Two new euro benchmarks hit the screens today (Thursday), a Bawag PSK €500m no-grow 15 year and a OP Mortgage Bank €1.25bn 10 year, making this week the busiest in the primary market since September, and bankers hailed the pricing levels and strong books achieved by the pair.

Bankers said the execution of the two deals demonstrates that although spreads continue to grind tighter, this has not deterred cash rich investors still hungry for bonds.

“Every new print is showing astonishingly tight levels,” said one, “and the longer you go, the higher the volume of demand, as was the case with Bawag today.”

After the Finnish issuer last week signalled to The CBR it was hoping to launch a benchmark covered bond before year-end, this morning, OP Mortgage Bank leads Barclays, Crédit Agricole, LBBW and OP Corporate Bank opened books for a euro benchmark-sized 10 year transaction with guidance of the mid-swaps plus 5bp area. After around 55 minutes, books were reported as being over €1.25bn, excluding JLM interest, and after around two hours and 45 minutes, the spread was set at 2bp, on the back of over €2.1bn demand, including €295m JLM interest.

The issue was ultimately sized at €1.25bn, on the back of over €2bn of demand, including €295m JLM interest, and the final book was over €2.1bn, including €295m JLM interest.

The new issue is OP Mortgage Bank’s second euro benchmark this year, following a €1bn long eight year in January, and the third from Finland overall in 2020, with Danske Finland having sold the first, a €1bn eight year in January.

Syndicate bankers away from the leads said the pricing was impressive, being only around 1bp wide of where a new 10 year German Pfandbrief might be executed.

“This is no doubt a phenomenally strong trade,” said one, “and the €1.25bn size is also impressive.”

The €1.25bn size is at the upper end of the issuer’s typical €1bn to €1.25bn range.

The banker said that considering the Finnish curve is extremely squeezed, Finnish comparables were less relevant in calculating fair value. Pre-announcement comparables circulated by the leads put OP’s June 2027s and February 2029s at minus 2.2bp and minus 1.8bp, respectively.

“It’s so squeezed, and it looks so rich,” he said, “so they obviously had to put a little more on it compared to where it is, but that’s perfectly fine.”

A lead banker said it priced with around 1bp of new issue premium.

“We could’ve priced tighter if they had gone for a smaller size,” he said.

“The market has been fairly benign and structurally undersupplied in the past few weeks,” he added, “OP has not done a lot in covereds, so this puts fundamental valuations slightly out of whack.”

After a mandate announcement yesterday (Wednesday), Bawag PSK leads DekaBank, Deutsche, NordLB, RBI and UniCredit this morning went out with guidance of the mid-swaps plus 8bp area for the €500m no-grow 15 year mortgage covered bond. They reported books above €1bn, excluding JLM interest, after around half an hour.

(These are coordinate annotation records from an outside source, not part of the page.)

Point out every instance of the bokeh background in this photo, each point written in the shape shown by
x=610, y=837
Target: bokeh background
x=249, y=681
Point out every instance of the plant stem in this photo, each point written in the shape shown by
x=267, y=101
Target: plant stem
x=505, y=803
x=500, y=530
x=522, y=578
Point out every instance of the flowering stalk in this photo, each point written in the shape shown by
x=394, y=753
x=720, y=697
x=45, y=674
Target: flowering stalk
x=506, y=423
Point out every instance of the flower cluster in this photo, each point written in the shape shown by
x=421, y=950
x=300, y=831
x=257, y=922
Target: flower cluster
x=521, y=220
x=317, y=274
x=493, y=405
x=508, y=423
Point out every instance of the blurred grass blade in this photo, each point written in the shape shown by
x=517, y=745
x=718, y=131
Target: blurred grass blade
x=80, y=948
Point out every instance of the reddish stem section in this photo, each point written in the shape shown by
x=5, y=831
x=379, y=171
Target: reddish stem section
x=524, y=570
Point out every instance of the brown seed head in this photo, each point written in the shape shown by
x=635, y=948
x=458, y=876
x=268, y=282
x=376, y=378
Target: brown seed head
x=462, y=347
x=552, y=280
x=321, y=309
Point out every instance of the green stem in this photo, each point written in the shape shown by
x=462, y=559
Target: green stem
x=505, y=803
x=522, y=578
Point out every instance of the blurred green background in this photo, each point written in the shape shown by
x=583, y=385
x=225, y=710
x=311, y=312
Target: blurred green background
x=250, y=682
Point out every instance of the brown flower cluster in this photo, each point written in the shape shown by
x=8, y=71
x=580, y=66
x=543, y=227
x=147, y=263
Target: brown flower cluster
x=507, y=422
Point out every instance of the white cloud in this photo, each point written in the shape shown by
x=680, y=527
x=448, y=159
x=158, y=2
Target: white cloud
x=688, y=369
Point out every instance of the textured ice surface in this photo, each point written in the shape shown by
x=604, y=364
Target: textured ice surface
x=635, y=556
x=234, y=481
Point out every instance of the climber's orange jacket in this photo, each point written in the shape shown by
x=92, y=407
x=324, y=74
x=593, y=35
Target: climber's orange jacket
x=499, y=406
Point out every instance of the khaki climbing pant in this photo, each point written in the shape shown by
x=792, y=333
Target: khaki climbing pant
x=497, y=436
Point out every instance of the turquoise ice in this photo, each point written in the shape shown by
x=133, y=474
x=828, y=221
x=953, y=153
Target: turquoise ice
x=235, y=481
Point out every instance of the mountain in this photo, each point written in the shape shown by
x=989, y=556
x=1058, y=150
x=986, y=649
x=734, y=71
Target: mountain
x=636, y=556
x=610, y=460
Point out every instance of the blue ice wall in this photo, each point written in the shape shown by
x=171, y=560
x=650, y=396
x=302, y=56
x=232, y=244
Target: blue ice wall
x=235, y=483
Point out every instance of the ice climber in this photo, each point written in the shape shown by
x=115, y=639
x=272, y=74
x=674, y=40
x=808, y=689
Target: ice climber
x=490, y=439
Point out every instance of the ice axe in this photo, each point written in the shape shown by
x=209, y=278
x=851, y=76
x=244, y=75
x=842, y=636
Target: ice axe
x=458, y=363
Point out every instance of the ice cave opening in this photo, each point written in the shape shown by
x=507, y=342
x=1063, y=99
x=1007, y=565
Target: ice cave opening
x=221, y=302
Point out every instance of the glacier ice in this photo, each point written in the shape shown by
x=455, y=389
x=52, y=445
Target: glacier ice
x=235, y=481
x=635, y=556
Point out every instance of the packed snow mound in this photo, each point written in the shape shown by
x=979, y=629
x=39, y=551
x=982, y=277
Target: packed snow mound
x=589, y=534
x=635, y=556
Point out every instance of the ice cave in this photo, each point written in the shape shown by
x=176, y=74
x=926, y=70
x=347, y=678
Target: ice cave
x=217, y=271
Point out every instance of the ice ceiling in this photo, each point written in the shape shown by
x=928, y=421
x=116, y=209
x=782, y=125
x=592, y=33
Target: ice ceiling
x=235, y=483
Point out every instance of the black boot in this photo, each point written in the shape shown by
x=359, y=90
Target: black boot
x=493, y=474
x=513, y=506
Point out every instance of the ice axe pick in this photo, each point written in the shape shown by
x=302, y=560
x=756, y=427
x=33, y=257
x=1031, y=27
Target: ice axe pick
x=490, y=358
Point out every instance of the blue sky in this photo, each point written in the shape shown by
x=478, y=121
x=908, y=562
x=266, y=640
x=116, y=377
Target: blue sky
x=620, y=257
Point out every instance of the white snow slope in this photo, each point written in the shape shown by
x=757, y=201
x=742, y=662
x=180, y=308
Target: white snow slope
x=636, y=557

After around an hour and a half the spread was set at 4bp on the back of over €1.8bn of demand, including €50m JLM interest, and the final order book was around €1.4bn.

Syndicate bankers away from the leads put fair value at 4bp-5bp based on the Austrian’s June 2034s at 3bp, implying zero to minus 1bp new issue premium, and said the pricing was impressive.

“It went really great,” said a syndicate banker away from the leads, “and wasn’t too far off where top tier Austrian names may have priced in this context.”

Two new euro benchmarks were launched this week before today’s pair, a €500m five year for Aegon on Monday and a €500m 10 year for de Volksbank yesterday, making it the busiest week for primary market issuance since the week ending 18 September.

“This week’s move in rates has been really helpful,” said a syndicate banker, “especially for guys like de Volksbank yesterday, which was a fabulous trade for them.”

The overall spread environment is very constructive, he said, with all recent deals performing in the secondary market, but he was sceptical as to whether this week’s momentum will carry over into next week.

“I’m not so sure,” he said, “but it could easily do so if issuers are willing.”